Global well-posedness of the Cauchy problem for the Jordan--Moore--Gibson--Thompson equation with arbitrarily large higher-order Sobolev norms

TL;DR

This paper establishes global existence and decay properties for solutions to the 3D Jordan--Moore--Gibson--Thompson equation in nonlinear acoustics, allowing large higher-order norms in initial data.

Contribution

It proves global well-posedness with small lower-order Sobolev norms and large higher-order norms, and introduces a new decay estimate without the $L^1$-assumption.

Findings

Global existence for solutions with small lower-order norms.

Decay estimates for the linearized model.

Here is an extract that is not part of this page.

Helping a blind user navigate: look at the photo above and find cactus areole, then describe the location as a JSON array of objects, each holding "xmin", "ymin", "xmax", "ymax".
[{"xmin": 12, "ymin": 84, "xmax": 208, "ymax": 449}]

Removal of the $L^1$-assumption on initial data.

Abstract

In this paper, we consider the 3D Jordan--Moore--Gibson--Thompson equation arising in nonlinear acoustics. First, we prove that the solution exists globally in time provided that the lower order Sobolev norms of the initial data are considered to be small, while the higher-order norms can be arbitrarily large. This improves some available results in the literature. Second, we prove a new decay estimate for the linearized model and removing the $L^1$-assumption on the initial data. The proof of this decay estimate is based on the high-frequency and low-frequency decomposition of the solution together with an interpolation inequality related to Sobolev spaces with negative order.